As he leaves the room, his foot hits something. Ed bends down to retrieve the dog’s latest stuffed toy, a faceless teddy bear. Ed can’t imagine how the dog’s toy got here.
* * *
Today’s go-for-a-ride took him too far from where Buddy/Mack thinks that Justine will find him. At first, he thought Alice was going to take him all the way home. They were in the car for far longer, even by a dog’s reckoning, than ever before. Which might have meant it was time to go home. When they ended up at that house with the dog smells, Buddy/Mack expected that something was going to happen. Nothing did, except Alice’s clumsy attempt to get him to perform. All he could think was that Alice had come to the wrong place to find Justine. It was a little like Saundra’s house with her pack, but the silence was unnerving. Who had dogs that didn’t welcome visitors? Finally, Alice put him back in the car and they drove home, Alice talking the whole way home, as if she was trying to convince him of something.

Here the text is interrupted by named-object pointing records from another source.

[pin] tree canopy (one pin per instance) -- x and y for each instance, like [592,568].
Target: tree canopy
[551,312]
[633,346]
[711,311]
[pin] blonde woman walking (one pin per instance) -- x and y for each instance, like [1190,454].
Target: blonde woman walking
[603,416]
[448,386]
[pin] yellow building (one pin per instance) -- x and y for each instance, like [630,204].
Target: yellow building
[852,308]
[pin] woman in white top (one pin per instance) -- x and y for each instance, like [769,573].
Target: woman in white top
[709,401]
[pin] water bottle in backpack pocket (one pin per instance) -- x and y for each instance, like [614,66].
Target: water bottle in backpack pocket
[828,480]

When they came in through the back door, Ed was there and greeted him with a long back scratch and lots of soft words spoken into his ruff. Then Ed straightened up and went to where Alice remained in the doorway. They stared at each other for a moment, long enough that Buddy/Mack got worried. They were like two stranger dogs meeting for the first time, studying each other for signs of fear or friendliness, aggression or attraction. Finally, they did something that Buddy/Mack hadn’t seen them do before: They touched.
Buddy/Mack watched with careful shepherd eyes as Alice and Ed touched and stayed close for such a long time that he felt he had to interrupt. A dog needs dinner, after all.